If you take the road next to Valley Churches at night, you often travel in pitch-dark; the few streetlights are sometimes inoperable. Then it is easy to feel disoriented: broad canopies of bigleaf maples, green and benevolent in the daytime, hover overhead like black umbrellas. You become worried that you've lost your way and are headed up into the mountains with their perilous one-lane roads, but you will soon feel reassured when you see the green sign for Brookside, illuminated by your car's headlights. An extremely sharp right turn takes you onto the street.

Signs for some of Brookside's roads bear the names of poets: Whittier, Emerson, Tennyson. A street with not such a fanciful name, Estates Drive, runs up a low incline. A rail fence fronting a ranch-style home stands directly across from the incline. Behind the fence, oleanders--pink, white, and magenta--raise poisonous blossoms among equally poisonous green leaves. A length of dirt makes a dry border in front of the fence.

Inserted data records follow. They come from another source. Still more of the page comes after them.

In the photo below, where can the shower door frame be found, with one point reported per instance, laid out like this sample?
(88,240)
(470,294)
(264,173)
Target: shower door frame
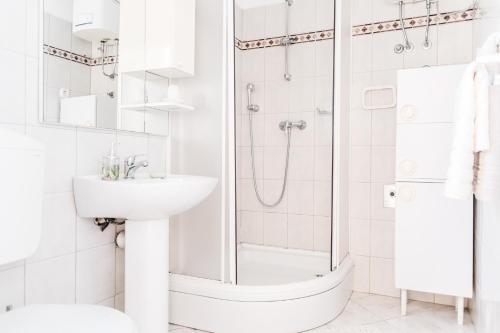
(230,273)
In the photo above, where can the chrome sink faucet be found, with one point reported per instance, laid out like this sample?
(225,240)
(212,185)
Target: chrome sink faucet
(131,166)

Neighbors must have soon noticeed the chocolate-brown BMW, circa 1978, on that narrow strip of dirt, an unusual place to park, the border not really wide enough for a car. People walking their dogs or just taking a stroll passed it, as well as drivers on their way to work and school. Perhaps someone peered into the smudged windows; people often dumped their cars on side roads, or took considerable time to move them in case of a breakdown. The interior revealed nothing particular about where it came from, or who parked it there.

After a few days, angry or worried about the unfamiliar vehicle parked for so long in front of the fence, someone would have finally tried the balky door and found it unlocked. They would have unlatched the glovebox, pulled out a registration card, saw the owner's name, then dashed for a landline or pulled a cellphone from their pocket, perhaps dropping the phone in haste and stooping to pick it up again, because the car with neatly folded baby clothes in the trunk, some in a cheerful Winnie-the-Pooh print, was Asha Veil's abandoned car.